Proton Beam Radiation Therapy
Clinical coverage policy for proton beam radiation therapy (PBT/PBRT) for UnitedHealthcare Commercial and Individual Exchange plans, addressing indications, documentation, and coding for individuals 19 years and older.
Primary head and neck cancers are added as a proven indication for definitive PBT when tumors are near critical structures or have intracranial extension or perineural invasion and documentation shows photon techniques cannot spare normal tissue.
Primary central nervous system tumors (e.g., brain or spinal cord) are added as a proven indication for definitive PBT when tumors are near critical structures and documentation shows photon techniques cannot spare normal tissue.

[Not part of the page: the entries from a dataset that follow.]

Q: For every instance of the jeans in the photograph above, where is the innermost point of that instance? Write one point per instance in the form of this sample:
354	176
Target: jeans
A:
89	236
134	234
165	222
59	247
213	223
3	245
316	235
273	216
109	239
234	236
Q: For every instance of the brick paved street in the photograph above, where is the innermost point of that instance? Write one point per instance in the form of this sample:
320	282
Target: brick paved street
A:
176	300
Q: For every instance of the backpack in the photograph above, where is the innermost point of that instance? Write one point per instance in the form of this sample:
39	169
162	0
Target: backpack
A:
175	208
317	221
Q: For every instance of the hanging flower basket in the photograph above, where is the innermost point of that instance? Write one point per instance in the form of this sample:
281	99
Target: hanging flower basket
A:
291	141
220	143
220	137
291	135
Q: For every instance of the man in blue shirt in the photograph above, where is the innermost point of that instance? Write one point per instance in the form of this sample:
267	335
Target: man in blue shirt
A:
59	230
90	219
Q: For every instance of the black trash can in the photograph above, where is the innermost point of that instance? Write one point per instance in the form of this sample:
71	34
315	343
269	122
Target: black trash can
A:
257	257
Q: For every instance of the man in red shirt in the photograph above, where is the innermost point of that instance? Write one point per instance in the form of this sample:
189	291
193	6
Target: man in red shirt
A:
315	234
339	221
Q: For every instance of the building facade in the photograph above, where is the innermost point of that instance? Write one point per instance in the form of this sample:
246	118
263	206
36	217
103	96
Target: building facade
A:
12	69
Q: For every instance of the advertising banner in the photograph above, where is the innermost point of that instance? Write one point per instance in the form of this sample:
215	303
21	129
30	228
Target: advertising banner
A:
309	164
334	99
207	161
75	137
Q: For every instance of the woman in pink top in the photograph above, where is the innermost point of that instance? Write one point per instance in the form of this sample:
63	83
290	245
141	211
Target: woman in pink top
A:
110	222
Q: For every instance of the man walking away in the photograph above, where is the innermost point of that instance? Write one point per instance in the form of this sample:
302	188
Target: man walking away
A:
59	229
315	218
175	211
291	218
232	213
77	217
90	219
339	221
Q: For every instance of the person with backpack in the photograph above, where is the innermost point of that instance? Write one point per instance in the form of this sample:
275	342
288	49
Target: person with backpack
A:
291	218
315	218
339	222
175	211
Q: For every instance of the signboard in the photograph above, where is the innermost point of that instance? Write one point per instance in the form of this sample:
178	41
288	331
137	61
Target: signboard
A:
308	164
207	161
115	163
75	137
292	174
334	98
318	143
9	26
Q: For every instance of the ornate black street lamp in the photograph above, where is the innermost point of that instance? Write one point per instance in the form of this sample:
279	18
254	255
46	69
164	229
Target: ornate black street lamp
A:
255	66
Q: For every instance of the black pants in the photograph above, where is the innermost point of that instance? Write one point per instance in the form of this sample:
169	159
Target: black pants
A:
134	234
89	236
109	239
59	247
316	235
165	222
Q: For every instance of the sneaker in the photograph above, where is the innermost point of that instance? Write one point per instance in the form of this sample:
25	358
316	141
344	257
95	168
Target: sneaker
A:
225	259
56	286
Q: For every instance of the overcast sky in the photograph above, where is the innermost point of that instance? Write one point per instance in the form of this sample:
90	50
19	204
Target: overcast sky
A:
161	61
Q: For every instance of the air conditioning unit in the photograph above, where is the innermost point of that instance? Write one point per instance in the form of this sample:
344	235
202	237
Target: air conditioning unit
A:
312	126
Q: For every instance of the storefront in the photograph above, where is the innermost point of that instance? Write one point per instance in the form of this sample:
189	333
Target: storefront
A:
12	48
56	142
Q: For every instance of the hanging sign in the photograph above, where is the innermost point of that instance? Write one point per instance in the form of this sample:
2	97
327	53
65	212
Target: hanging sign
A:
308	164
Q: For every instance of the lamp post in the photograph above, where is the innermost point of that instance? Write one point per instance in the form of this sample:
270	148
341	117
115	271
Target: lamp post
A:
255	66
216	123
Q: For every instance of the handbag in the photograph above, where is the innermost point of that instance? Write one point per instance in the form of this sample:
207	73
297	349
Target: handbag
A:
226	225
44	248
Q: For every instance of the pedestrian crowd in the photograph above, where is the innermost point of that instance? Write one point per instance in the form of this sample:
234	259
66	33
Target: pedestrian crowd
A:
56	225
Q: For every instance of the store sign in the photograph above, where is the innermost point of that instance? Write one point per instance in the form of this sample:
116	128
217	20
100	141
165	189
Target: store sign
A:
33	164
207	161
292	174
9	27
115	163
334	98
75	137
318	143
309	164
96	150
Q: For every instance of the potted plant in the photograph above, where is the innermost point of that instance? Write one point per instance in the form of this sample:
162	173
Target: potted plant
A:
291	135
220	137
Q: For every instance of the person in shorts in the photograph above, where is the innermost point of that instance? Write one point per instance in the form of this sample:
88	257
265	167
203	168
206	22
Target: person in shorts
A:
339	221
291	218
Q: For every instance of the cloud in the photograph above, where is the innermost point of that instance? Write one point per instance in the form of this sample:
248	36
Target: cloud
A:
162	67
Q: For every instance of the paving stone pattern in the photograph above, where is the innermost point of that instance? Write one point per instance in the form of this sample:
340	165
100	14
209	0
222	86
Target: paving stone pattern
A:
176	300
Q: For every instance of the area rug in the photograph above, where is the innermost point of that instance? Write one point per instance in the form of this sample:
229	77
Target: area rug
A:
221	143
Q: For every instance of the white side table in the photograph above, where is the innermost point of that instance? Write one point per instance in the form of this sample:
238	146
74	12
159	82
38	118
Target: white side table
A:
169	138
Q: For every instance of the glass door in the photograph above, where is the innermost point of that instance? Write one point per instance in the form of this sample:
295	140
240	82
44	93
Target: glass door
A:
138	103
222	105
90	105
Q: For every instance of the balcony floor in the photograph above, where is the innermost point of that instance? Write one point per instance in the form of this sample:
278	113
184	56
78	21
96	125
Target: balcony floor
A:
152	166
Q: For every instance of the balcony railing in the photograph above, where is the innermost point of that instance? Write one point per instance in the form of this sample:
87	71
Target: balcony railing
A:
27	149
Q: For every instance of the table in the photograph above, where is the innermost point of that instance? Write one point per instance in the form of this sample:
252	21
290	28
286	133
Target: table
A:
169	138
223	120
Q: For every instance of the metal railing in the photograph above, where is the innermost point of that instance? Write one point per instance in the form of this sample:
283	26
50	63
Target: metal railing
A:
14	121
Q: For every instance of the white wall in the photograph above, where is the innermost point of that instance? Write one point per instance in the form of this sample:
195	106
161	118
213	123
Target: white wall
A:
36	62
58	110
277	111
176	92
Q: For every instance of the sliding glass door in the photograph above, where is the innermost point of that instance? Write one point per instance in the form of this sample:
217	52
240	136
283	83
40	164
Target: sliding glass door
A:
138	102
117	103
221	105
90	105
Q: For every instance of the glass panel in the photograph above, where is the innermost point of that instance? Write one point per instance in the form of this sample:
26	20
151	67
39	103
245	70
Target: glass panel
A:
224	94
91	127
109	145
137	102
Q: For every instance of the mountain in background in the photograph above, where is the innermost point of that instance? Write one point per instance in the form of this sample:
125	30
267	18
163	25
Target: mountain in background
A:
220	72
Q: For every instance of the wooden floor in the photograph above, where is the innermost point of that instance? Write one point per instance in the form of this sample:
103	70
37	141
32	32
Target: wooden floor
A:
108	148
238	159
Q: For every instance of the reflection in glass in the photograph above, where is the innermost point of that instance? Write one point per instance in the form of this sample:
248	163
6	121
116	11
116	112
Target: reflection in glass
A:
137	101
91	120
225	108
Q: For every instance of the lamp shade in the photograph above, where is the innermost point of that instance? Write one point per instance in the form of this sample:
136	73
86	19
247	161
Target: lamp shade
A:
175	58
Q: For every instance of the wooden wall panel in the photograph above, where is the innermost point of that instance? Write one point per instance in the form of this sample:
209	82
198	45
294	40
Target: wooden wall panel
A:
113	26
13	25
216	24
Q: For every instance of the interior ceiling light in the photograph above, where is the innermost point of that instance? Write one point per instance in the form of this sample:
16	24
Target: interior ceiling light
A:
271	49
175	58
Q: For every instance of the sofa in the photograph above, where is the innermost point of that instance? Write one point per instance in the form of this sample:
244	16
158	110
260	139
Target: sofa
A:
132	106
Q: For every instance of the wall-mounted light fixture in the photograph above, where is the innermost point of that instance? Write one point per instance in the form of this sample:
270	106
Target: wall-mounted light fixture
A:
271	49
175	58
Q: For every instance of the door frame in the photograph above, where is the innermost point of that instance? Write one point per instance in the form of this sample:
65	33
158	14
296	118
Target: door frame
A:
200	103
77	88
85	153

Primary mediastinal tumors (e.g., thymomas, mediastinal lymphomas, thoracic sarcomas) are added to the list of proven indications for definitive PBT.
Reirradiation is added as a proven indication when prior radiation was to the same anatomic site and documentation shows photon techniques cannot spare normal tissue.
The HCC indication was broadened/replaced to 'primary liver malignancies, such as hepatocellular carcinoma and intrahepatic cancer (localized, unresectable) in the curative setting' with the same documentation requirement regarding inability to spare normal tissue using standard techniques.
Exception evaluation criteria changed: replaced requirement for comparison of treatment plans among PBT, IMRT, and SBRT with a requirement to compare PBT and photon-based radiation therapy (such as IMRT or SBRT) for the individual.
Updated Medical Records Documentation Used for Reviews to add history of prior radiation and documentation comparing plans when required for exceptions.